Discussing the new film series class for youth, from left, YMCA Teen Center Director George Marsden, Fuller Lodge Art Center Class Coordinator Erin Scott, PAC 8 Executive Director Jean Gindreau-Davison, Fuller Lodge Marketing and Outreach Coordinator Kyrene Sehorn and Instructor David Daniel. Photo by Kirsten Laskey/ladailypost.com
By KIRSTEN LASKEY
Los Alamos Daily Post
The pandemic has made local organizations think creatively about how to best serve the community, especially young people. As a result, the Youth Activity Center, Fuller Lodge Art Center, YMCA Teen Center and PAC 8 have joined forces to produce a new opportunity for youth.
The four organizations are offering a two-week film class Monday July 12 through Friday July 23. The first week will focus on screenwriting and video production and the second week will address acting, filming and editing. The short films the kids create will be presented at 6 p.m., July 28 at the Teen Center.
To mark the occasion a gala is being held complete with a red carpet runway.
The classes are free, and participants can register at https://fullerlodgeartcenter.com/summer-art-camp/. Children ages 13-18 years old are invited to take the class. While not required, it is encouraged that students attend the full two weeks. Registration will be open until the classes are full.
Instructor David Daniel said this a great opportunity for young people because they experience taking an idea for a story and developing it all the way through to a completed short film.
“We will be able to give them the skills and tangible results they can see and be able to say I did this,” Daniel said. “It will help them become creators in our society.”
He added that students should take the classes seriously and not have their films be “nothing but silliness”. Still, young kids don’t have to make a short film about a Czech woman dying of tuberculosis while a tomato rots on her bedside table, he joked.

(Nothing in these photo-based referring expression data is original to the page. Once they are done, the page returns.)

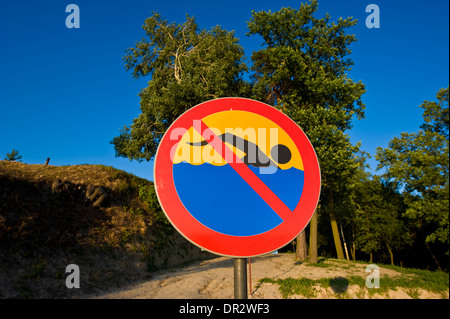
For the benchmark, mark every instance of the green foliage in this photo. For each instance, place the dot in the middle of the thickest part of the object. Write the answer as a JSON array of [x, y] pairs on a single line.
[[420, 163], [13, 156], [378, 222], [411, 282], [187, 66], [302, 71]]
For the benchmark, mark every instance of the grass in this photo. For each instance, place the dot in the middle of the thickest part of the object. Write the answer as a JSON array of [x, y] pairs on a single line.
[[410, 282]]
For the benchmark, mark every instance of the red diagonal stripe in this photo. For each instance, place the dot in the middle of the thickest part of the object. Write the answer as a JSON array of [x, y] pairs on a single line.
[[246, 173]]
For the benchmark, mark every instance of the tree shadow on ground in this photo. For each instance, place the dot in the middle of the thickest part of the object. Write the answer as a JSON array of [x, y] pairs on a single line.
[[339, 284]]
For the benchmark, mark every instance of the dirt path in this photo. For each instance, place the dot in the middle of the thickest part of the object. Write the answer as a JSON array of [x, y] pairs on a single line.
[[213, 279]]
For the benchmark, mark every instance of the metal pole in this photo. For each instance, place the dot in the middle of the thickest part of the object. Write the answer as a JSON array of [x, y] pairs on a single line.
[[240, 278]]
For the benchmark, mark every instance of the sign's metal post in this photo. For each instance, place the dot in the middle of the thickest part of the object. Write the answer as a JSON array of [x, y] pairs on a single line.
[[240, 278]]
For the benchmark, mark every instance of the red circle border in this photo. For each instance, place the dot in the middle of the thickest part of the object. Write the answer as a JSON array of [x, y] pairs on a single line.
[[227, 245]]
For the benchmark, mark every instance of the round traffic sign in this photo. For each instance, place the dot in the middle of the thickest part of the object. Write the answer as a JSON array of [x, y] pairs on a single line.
[[237, 177]]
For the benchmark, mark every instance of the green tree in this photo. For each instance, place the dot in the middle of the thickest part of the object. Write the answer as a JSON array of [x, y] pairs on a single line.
[[419, 162], [302, 71], [378, 222], [186, 66], [13, 156]]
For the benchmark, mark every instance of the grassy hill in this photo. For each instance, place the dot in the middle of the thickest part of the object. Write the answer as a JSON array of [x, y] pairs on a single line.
[[105, 220]]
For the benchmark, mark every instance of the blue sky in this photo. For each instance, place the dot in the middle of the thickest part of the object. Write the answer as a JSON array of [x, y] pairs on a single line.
[[64, 93]]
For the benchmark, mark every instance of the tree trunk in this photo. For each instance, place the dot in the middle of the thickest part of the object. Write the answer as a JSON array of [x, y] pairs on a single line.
[[353, 250], [313, 258], [345, 244], [301, 252], [334, 229], [337, 240], [434, 257], [391, 253]]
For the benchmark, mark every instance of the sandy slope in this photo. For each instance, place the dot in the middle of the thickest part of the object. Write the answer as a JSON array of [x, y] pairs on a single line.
[[213, 279]]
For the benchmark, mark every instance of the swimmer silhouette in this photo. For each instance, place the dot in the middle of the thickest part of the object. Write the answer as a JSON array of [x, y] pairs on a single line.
[[253, 155]]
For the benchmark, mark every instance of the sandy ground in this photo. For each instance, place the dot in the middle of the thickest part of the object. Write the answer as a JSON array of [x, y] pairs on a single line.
[[213, 279]]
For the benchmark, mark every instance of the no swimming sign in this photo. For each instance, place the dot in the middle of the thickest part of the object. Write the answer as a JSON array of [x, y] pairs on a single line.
[[237, 177]]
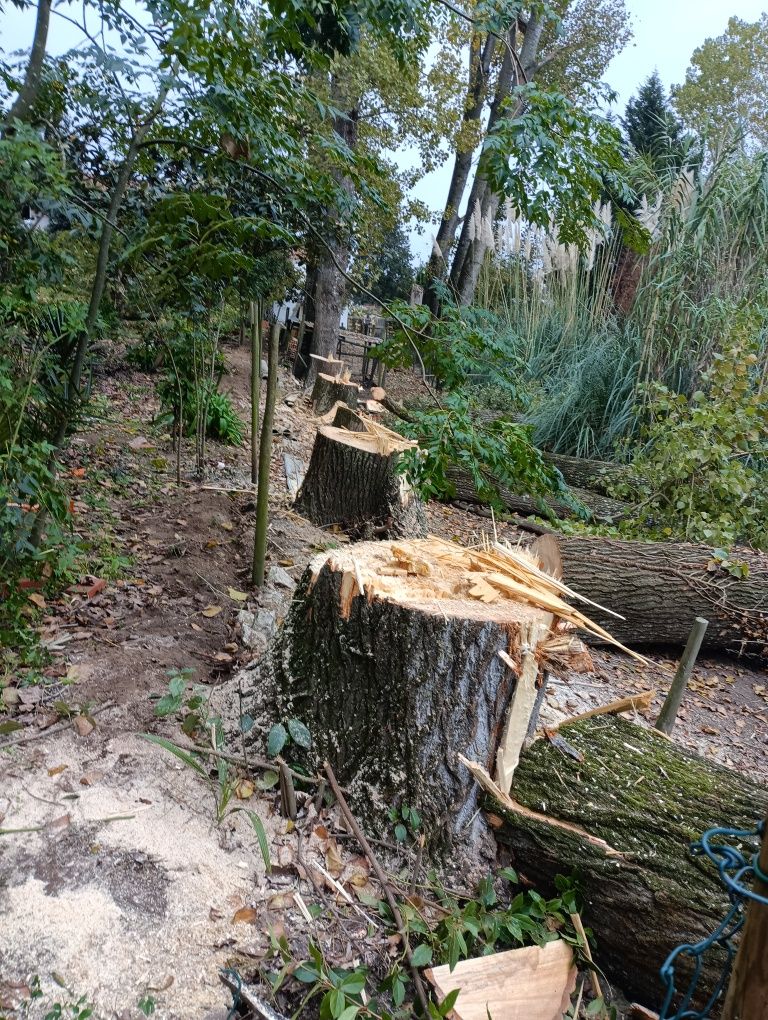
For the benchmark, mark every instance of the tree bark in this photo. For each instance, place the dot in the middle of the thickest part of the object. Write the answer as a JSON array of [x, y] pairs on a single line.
[[602, 508], [480, 55], [661, 588], [28, 94], [327, 391], [474, 241], [353, 480], [748, 991], [648, 800], [395, 681]]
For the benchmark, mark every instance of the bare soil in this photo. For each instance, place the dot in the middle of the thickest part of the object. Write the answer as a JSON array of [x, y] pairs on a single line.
[[116, 883]]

YMCA Teen Center Director George Marsden explained that the idea to offer the film classes arose last year; with COVID in full force there was a lot of discussion about what could be done for kids. He added that there was a desire to include middle school students.
“We wanted to include them because they need something to do as well,” Marsden said, adding that the four organizations offered virtual classes that were successful, which got everyone’s wheels turning on what else they could do.
“We had great success and then we started scheming,” Marsden said.
Having all four organizations collaborating is a new experience, PAC 8 Executive Director Jean Gindreau-Davison said.
“This is just a cool opportunity,” she said. “This is something new and different. This is something we haven’t done before.”
Gindreau-Davison added that she is looking forward to seeing what this collaboration brings next. There is hope to expand the film classes to be held not just during the students’ summer break but for their winter and spring breaks, too, she said.
Daniel added that the group also would like to extend the classes to the senior centers.
“I think it would be cool to see this become a part of what makes Los Alamos special and unique,” he said.
The sky is the limit, Marsden said.
“Four major groups are coming together to do something innovative,” he said. “We’re going to run with it.”
Fuller Lodge Art Center Marketing and Outreach Coordinator Kyrene Sehorn said collaboration is key.
“A lot of groups have similar goals but in coming together it allows us to break barriers and create cohesion in the community,” she said. “It creates these connections and makes it possible to move forward in the future.”
Fuller Lodge Art Center Class Coordinator Erin Scott agreed, pointing out that nothing exists in a vacuum.
“Collaboration is one of the most powerful ways to create any art,” she said.